Base64

The other day I asked a new coworker to send me his vCard. I had an entry in my Address Book for him, but I wanted to make sure I had all his contact info. As I imported it into Address Book, I noticed that the various parts of his name were screwed up, so I opened the vCard in TextMate to see what was wrong.

VCards are just text files in a standard (or sometimes not-so-standard) format, so they’re pretty easy to read in a text editor. In this case, my coworker’s name (N) fields were arranged like this

N:John A. Doe;P.;E.;;


instead of the way it should be

N:Doe;John;A.;;P.E.


With my usual prejudice, I blamed the mixup on Microsoft (he’s an Outlook user) and was about to move on when I noticed this entry,

X-MS-CARDPICTURE;TYPE=JPEG;ENCODING=BASE64:


which was followed by several lines that looked like this:

CAApACkDASIAAhEBAxEB/8QAHwAAAQUBAQEBAQEAAAAAAAAAAAECAwQFBgcICQoL/8QAtRAA
AgEDAwIEAwUFBAQAAAF9AQIDAAQRBRIhMUEGE1FhByJxFDKBkaEII0KxwRVS0fAkM2JyggkK
FhcYGRolJicoKSo0NTY3ODk6Q0RFRkdISUpTVFVWV1hZWmNkZWZnaGlqc3R1dnd4eXqDhIWG
h4iJipKTlJWWl5iZmqKjpKWmp6ipqrKztLW2t7i5usLDxMXGx8jJytLT1NXW19jZ2uHi4+Tl
5ufo6erx8vP09fb3+Pn6/8QAHwEAAwEBAQEBAQEBAQAAAAAAAAECAwQFBgcICQoL/8QAtREA
AgECBAQDBAcFBAQAAQJ3AAECAxEEBSExBhJBUQdhcRMiMoEIFEKRobHBCSMzUvAVYnLRChYk
NOEl8RcYGRomJygpKjU2Nzg5OkNERUZHSElKU1RVVldYWVpjZGVmZ2hpanN0dXZ3eHl6goOE


I wonder what that is, I thought. If it’s a photo of him, why isn’t it given the standard PHOTO label? And if it isn’t his photo, what is it? It didn’t show up when I imported the vCard into Address Book.

I knew that most scripting languages have a library for encoding and decoding Base64, but I didn’t want to write a script, I just wanted a single command to decode the data.

The answer was the base64 command1, which I found by typing

apropos base64


in the Terminal.
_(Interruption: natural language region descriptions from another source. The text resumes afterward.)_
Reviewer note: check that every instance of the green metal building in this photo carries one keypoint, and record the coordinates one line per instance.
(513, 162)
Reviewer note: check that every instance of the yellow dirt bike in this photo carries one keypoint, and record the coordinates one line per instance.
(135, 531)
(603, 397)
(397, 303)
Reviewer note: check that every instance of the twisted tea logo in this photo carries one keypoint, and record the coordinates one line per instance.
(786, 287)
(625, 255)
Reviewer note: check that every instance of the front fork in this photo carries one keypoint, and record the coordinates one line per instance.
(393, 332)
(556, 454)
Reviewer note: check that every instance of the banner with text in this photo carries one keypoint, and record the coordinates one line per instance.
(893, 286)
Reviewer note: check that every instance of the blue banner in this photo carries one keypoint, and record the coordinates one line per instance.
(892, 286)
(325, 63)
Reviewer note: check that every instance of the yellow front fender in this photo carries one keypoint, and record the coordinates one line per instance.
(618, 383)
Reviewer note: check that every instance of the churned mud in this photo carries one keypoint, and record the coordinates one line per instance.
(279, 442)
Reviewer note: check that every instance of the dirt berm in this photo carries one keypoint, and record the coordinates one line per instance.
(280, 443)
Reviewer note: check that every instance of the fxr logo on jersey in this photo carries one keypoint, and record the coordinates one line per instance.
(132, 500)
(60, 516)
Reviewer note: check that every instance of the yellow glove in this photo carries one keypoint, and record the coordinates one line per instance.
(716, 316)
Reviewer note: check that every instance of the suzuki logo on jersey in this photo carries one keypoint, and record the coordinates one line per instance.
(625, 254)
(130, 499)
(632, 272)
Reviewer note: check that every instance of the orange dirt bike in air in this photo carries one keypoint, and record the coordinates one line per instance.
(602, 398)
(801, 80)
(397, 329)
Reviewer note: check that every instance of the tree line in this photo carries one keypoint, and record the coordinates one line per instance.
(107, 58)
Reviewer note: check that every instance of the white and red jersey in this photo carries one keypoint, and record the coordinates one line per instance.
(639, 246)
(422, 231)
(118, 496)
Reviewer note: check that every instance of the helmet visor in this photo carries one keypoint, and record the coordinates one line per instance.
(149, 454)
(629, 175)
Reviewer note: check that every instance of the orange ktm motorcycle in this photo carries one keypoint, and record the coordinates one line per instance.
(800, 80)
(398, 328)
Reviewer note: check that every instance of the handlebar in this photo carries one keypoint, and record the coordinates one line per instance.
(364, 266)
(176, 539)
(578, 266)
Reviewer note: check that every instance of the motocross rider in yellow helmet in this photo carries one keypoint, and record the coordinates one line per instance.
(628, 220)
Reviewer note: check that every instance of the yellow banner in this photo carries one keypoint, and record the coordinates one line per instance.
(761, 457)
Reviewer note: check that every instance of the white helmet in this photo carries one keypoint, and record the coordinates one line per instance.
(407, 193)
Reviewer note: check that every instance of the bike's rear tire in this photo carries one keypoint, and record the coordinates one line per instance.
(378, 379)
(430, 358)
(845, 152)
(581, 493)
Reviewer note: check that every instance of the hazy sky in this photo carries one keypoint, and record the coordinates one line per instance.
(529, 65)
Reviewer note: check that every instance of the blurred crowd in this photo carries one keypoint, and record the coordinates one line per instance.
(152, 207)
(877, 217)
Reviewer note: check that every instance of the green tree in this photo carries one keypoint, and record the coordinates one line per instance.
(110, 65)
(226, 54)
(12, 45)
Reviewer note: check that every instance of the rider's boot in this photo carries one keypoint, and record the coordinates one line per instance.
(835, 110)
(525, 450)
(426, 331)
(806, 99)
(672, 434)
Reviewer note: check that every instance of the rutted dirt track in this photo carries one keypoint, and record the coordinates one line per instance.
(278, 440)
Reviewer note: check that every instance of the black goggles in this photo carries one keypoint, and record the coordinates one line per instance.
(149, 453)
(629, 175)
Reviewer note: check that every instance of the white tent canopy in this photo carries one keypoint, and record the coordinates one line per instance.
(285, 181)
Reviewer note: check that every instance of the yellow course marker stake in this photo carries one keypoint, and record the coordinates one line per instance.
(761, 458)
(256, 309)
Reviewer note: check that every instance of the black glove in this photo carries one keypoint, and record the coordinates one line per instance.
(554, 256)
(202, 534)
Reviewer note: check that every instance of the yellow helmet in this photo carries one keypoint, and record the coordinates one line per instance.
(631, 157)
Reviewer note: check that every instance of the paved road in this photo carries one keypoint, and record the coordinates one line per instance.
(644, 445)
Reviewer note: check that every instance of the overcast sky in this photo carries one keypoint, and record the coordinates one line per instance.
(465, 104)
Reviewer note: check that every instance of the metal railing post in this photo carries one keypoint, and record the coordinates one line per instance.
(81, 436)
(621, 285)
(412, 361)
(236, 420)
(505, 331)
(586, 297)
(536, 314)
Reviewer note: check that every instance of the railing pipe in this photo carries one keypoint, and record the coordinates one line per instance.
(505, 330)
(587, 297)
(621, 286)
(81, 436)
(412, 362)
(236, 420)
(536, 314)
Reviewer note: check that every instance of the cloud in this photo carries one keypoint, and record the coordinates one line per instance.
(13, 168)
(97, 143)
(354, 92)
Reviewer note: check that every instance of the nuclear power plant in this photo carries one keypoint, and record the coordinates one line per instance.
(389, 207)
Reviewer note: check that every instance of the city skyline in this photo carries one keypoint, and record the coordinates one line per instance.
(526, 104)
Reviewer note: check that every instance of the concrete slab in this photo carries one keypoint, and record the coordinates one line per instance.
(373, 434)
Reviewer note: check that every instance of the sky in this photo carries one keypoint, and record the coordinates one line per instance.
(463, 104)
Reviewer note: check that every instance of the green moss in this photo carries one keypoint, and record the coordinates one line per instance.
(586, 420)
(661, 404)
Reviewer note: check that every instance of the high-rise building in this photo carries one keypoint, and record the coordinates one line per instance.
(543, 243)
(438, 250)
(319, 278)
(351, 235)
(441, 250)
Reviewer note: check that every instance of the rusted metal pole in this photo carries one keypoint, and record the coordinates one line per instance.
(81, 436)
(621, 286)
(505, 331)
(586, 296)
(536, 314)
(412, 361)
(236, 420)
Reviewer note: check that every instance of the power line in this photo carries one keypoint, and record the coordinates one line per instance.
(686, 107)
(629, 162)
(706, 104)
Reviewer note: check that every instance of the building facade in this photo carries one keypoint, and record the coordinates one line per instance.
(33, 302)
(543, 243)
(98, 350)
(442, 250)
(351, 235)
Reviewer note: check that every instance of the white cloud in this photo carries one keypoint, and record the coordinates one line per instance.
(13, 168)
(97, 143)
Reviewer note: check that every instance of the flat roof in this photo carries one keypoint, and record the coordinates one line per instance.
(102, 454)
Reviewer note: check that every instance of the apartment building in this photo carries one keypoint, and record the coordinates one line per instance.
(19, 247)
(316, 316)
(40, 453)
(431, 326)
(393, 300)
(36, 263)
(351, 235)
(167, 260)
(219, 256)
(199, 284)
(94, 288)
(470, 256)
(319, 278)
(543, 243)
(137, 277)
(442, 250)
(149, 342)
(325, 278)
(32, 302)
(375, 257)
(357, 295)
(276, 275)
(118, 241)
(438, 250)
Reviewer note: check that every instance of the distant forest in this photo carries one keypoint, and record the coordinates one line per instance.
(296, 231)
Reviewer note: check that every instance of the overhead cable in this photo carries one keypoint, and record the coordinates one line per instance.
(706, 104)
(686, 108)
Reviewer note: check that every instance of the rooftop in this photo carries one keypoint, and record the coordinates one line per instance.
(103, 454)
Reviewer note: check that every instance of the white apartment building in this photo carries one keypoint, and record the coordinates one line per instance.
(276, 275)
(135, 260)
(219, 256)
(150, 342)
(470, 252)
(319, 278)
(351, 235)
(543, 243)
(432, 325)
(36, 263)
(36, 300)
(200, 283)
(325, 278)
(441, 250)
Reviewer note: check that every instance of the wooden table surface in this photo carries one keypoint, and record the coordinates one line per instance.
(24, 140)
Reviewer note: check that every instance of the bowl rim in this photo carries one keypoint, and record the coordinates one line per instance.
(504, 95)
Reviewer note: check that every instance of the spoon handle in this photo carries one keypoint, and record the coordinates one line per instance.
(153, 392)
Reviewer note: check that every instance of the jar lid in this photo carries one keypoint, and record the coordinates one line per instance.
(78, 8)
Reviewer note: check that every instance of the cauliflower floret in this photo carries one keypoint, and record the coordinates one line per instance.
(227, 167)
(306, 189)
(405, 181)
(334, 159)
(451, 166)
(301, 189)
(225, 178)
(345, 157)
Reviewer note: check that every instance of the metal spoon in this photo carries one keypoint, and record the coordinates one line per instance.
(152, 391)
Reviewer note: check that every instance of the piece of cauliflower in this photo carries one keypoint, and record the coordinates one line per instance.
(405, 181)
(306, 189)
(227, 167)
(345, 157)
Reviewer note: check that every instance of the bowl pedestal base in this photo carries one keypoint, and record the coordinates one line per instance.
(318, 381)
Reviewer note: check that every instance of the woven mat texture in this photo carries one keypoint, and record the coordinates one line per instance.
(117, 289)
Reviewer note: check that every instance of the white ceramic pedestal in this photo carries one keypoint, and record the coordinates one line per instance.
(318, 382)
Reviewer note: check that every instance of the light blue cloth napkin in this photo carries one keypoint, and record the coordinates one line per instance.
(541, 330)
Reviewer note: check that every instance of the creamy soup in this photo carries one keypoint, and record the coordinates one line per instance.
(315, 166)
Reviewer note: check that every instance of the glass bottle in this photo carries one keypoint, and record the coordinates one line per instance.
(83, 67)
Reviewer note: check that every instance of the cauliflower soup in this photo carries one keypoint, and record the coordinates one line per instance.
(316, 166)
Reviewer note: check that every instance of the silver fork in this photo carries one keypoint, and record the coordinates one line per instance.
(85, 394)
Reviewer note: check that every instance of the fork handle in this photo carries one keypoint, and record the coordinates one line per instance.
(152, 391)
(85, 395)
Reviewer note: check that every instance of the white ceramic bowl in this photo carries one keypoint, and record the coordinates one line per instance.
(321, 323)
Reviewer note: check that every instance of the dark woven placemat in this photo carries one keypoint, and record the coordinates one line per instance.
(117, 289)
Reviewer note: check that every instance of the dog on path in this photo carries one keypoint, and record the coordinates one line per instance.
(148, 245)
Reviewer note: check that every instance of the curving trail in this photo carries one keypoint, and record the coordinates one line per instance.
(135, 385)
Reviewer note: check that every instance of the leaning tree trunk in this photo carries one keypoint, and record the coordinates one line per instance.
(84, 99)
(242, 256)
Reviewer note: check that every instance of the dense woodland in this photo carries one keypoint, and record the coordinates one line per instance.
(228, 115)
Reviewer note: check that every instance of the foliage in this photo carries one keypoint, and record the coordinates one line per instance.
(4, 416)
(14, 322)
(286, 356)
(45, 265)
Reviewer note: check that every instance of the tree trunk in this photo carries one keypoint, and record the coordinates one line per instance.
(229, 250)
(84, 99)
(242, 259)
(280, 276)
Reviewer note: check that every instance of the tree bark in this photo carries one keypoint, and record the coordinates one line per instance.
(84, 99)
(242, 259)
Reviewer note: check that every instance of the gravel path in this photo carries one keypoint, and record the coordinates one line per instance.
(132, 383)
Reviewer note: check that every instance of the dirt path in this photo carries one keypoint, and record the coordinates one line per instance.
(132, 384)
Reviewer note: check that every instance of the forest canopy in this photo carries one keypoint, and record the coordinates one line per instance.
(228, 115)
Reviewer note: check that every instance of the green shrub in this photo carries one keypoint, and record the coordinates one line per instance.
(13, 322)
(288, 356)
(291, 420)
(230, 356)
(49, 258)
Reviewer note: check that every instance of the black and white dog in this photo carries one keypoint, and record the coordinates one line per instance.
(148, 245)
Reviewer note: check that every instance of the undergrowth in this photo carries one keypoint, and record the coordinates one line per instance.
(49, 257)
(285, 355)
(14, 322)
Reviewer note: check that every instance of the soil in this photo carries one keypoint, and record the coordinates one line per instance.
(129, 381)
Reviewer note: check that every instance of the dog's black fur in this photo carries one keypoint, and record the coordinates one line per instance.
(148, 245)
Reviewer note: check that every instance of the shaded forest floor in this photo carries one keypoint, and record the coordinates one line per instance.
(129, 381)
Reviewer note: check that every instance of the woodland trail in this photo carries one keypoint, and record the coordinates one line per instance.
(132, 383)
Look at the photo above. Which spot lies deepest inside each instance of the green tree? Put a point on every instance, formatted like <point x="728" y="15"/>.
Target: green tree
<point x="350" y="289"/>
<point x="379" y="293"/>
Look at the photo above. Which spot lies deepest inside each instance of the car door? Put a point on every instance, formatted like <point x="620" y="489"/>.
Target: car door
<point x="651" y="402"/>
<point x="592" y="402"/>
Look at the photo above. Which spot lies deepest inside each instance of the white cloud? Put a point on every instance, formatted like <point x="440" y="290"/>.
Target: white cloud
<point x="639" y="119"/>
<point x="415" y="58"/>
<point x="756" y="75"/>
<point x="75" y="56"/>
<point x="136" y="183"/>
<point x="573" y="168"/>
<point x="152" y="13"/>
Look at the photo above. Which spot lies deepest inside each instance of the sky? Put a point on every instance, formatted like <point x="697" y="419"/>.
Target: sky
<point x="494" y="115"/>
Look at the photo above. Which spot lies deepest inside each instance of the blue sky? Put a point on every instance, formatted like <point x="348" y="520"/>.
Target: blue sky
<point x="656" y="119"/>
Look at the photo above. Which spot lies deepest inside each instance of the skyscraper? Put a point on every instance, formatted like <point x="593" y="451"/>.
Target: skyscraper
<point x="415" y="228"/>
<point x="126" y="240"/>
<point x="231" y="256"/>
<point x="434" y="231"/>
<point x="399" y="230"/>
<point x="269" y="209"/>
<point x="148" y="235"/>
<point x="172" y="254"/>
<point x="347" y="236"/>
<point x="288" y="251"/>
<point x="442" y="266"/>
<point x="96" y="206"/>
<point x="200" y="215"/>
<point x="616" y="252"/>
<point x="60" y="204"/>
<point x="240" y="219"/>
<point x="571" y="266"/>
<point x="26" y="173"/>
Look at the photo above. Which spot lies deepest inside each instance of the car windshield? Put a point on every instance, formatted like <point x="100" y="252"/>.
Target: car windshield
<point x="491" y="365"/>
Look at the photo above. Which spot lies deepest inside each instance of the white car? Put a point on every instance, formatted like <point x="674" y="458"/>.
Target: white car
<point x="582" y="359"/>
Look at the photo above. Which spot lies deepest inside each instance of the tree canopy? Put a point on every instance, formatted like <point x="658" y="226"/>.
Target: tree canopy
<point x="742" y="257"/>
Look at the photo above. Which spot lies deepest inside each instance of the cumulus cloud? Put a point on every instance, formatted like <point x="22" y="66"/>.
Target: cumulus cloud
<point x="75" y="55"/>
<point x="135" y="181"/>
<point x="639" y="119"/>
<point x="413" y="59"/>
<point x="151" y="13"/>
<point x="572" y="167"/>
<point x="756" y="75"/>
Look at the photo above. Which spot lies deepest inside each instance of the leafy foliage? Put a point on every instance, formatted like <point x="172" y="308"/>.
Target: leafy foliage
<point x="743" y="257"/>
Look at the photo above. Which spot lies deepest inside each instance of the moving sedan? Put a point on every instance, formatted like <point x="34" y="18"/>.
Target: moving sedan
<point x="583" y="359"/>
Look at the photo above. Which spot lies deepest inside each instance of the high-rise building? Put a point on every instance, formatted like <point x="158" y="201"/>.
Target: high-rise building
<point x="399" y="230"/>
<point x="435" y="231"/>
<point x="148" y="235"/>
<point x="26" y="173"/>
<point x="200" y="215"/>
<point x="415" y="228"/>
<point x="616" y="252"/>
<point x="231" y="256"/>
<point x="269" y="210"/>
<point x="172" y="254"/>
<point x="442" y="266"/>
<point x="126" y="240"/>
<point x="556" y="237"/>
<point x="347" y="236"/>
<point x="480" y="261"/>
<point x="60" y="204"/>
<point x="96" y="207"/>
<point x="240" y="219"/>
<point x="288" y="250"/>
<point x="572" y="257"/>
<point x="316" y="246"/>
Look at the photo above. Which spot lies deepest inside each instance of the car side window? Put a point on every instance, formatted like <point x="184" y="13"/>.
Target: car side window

The apropos command is a great way to learn about other commands.

Base64 is an encoding designed to turn binary files into ASCII so they can be stored in text files and transmitted via protocols that expect text only. The encoded text file doesn’t incorporate every ASCII character; it’s restricted to just 64 of them.

There are different ways to choose the 64 characters of a Base64 representation, but the most common one uses the 10 digits, the 26 lowercase letters, the 26 uppercase letters, +, and /. Each character represents one 6-bit value, so it takes four Base64 characters to represent three bytes. The encoder goes through the binary file, reading in bytes in groups of three and writing out Base64 characters in groups of four. If the number of bytes in the binary file isn’t a multiple of three, one or two padding characters—usually = signs—are put at the end of the Base64 encoding.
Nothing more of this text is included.